Your kitchen hood tends to gather a lot of dust too. I wipe mine down once a week, just to get the dust off. You can do this while you’re waiting for your pasta water to boil or that sauce to get properly heated, but be careful that the dust doesn’t immediately fall into your food. Also, try to figure out what kind of kitchen hood you have, and, more specifically, what kind of filter it contains. Mesh or cassette filters, made from aluminium mesh strips placed one over the other, have to be cleaned regularly, as do baffle filters made of steel or aluminium frames with curved panels. Charcoal filters are made of fine powdered activated charcoal, which cannot be cleaned but does have to regularly be replaced.

Final Speed Round

Now, unto the speed round: every other month or so, if your fridge and/ or freezer is not in-built, move it to the side to vacuum behind and underneath it. You might also need to carefully vacuum the back of it, since some parts can gather dust, which can become a fire hazard.

Technically speaking, you need to mop the floor of your kitchen every day. Do I do that? No, not at all. Once a week can also be fine, depending on how dirty your kitchen floor gets, which depends on the sorts of things you cook.

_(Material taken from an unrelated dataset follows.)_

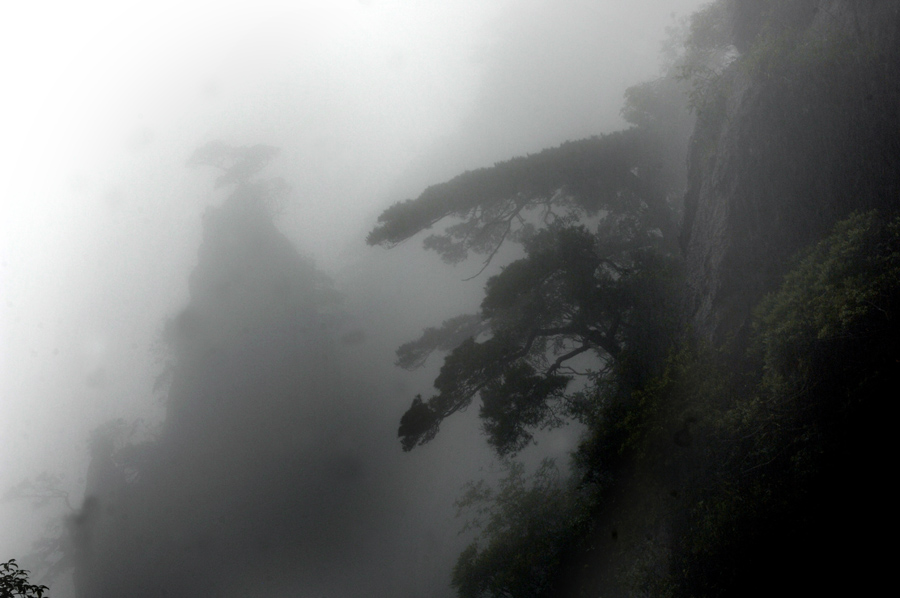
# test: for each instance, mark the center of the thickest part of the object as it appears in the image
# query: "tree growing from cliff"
(14, 582)
(597, 223)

Clean your microwave and oven after each use. Of course, give your oven some time to cool down first. If you know you’ll forget to clean it, set a timer to remind you!

Vacuum out your drawers four times a year, and take that opportunity to clean your cutlery tray as well.

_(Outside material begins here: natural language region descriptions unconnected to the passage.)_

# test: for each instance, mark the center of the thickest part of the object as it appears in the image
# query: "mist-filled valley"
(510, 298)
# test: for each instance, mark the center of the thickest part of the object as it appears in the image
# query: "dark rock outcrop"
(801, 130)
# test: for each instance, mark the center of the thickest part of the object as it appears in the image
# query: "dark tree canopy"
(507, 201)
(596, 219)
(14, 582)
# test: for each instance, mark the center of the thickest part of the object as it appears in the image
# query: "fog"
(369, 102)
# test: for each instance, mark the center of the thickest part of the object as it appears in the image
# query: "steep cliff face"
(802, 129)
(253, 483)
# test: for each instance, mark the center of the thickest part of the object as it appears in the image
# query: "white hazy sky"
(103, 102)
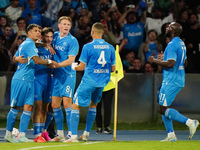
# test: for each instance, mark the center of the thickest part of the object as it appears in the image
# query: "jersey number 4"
(101, 60)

Wash your trashcans - not just the one in your kitchen, but that one does tend to get the dirtiest - four times a year as well. Either rinse them out with a hose if you have a garden, or just shower them down.

Replace your tea towels every week if you use them to actively dry your dishes from soaking wet. If you let your dishes air dry and only use your towels to dry the few wet spots left, you can wash them every other week.

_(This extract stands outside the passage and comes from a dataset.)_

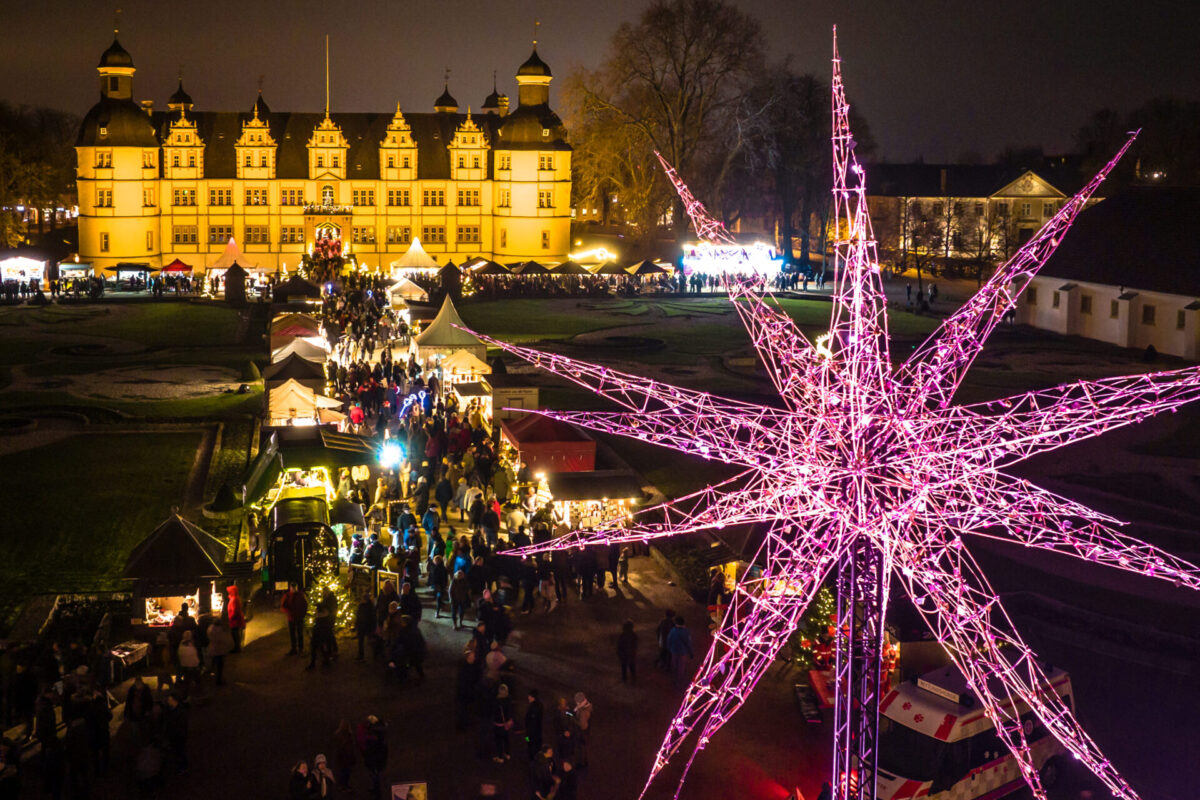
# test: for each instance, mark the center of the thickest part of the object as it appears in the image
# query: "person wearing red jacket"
(237, 617)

I hope this all is not too overwhelming. Like I said, cleaning the kitchen can be a nightmare. If you take out 5-10 minutes each evening after dinner, however, you can already

get a lot done. Listen to your favourite song twice or thrice (depending on how long it is) while cleaning and it’ll make a huge difference.

I hope to see you here again next edition when we’ll discuss your study space!

Do you only have the energy to do one single thing mentioned in this article? Do your dishes daily so they don’t pile up.

How to use the cleaning schedule?

This article is accompanied by the fourth of 6 cleaning schedules, one per area in your house. The use of this schedule is simple: print it out, put it somewhere easily accessible but out of sight (on the inside of a cupboard door, for example), and put a pen near it. Each time you clean your fridge, write down the ..[date].. / ..[month].. (or the other way around, for you Americans) on the dotted lines for reference, so you can keep track! For the once-a-year thing, you can either just cross it off with a checkmark or write down the date there as well for next year, that it’s somewhat balanced (so you dont do it in November and then January of the next year, but instead in June of both years). For the oncea-week thing, you can just cross off the number of the week you have done this. The area marked in dark red is specifically laundry, the rest is general cleaning!